Clinical Guidelines in Family Practice, X Edition, by Constance R. Uphold, ARNP, PhD, and Mary Virginia Graham, ARNP, PhD (or other reference text or practitioner created reference guide)

OR

The physician will be consulted for the following conditions:

3rd degree lacerations

Severe hypertension determined by ____

Etc. (list appropriate conditions)

VII. All parties to this agreement share equally in the responsibility for reviewing treatment protocols as needed and no less than annually.

____________________________/ _______ License # RN9999999

Nancy R. Nurse, ARNP Date

____________________________/ ________ License #ME 999999

Ian M. Doctor, MD Date DEA # 999999

PLEASE NOTE:

Practicing ARNPs must file a protocol at the time of renewal or when there are changes with the Board of Nursing. Alterations or amendments should be signed by all parties and filed with the Board within 30 days.

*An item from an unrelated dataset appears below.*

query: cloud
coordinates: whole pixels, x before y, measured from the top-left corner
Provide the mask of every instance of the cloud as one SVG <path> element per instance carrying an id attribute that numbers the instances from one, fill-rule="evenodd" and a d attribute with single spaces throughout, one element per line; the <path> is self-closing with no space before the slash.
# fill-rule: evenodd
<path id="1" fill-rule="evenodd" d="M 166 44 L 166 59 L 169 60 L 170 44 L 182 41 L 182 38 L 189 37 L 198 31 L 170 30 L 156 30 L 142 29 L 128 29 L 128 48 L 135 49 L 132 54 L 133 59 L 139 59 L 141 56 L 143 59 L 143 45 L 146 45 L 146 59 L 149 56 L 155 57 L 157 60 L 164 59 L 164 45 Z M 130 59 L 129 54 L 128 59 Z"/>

The protocol and any amendments or changes are to mailed to the ARNP Department, Board of Nursing, 4052 Bald Cypress Way, Bin #C02, Tallahassee, FL 32399-3252. If there are no changes to the protocol, only a dated signature page is needed with a statement that there have been no amendments or changes since the last submission. A copy for each review period should be kept by each party for a period of four years. The supervising physician is responsible for submitting a notice to the Board of Medicine that they have entered into a supervisory relationship with an ARNP.